Photo & Video: Jubal Battisti

Choreography: Lucinda Childs

Staging: Ty Boomershine

Cast: Ty Boomershine, Anna Herrmann, Emma Lewis, Gesine Moog, Omagbitse Omagbemi, Lia Witjes-Poole
Light: Martin Beeretz
Sound: Mattef Kuhlmey
Costume: Alexandra Sebbag

Online-Premiere: 18 – 20 December 2020, STUK – House for Dance, Image and Sound 

The WORKS IN SILENCE offer insights into a decisive development phase of one of the most important choreographers of the 20th century.

This collection of early works from the extensive repertory of Lucinda Childs is exciting both because of its rarity and its importance in the dance field. Most of these works have not been seen since they were first shown in the 1970s. In these dances, Childs has left behind props, objects, the spoken word, symbolic movement – all hallmarks of the era of the Judson Dance Theater – and chosen to focus on the passage of the body through space. To zero in on the essence of initial movement, which, for Childs, is the act of walking. From walking to running, to changing direction, to skipping, to leaping: the WORKS IN SILENCE illustrate the evolution of movement into dance through the choreographic vision of Lucinda Childs.

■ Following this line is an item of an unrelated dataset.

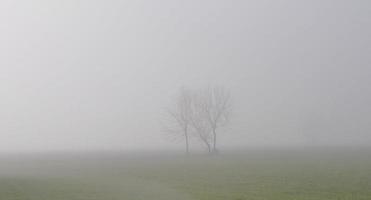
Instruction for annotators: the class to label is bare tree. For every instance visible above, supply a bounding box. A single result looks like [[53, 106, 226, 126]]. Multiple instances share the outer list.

“I think it’s very musical for dancers to share a pulse,” she says. “They have to listen to each other. That’s what a musical ensemble does. They tune in to each other in a very precise way.” The pieces are a rare entrance into a crucial period of transformation of a choreographer and director whose impact on both the world of the visual arts and influence on a generation of choreographers cannot be overstated. The works express a fragility and a humanity that is a perfect example of the value of experience, and ideally suited to a group of dancers that bring with them their own abundant histories and knowledge. In the act of stripping away all artifice and theatricality, the beauty and truth of wisdom is confronted, shared, and exposed.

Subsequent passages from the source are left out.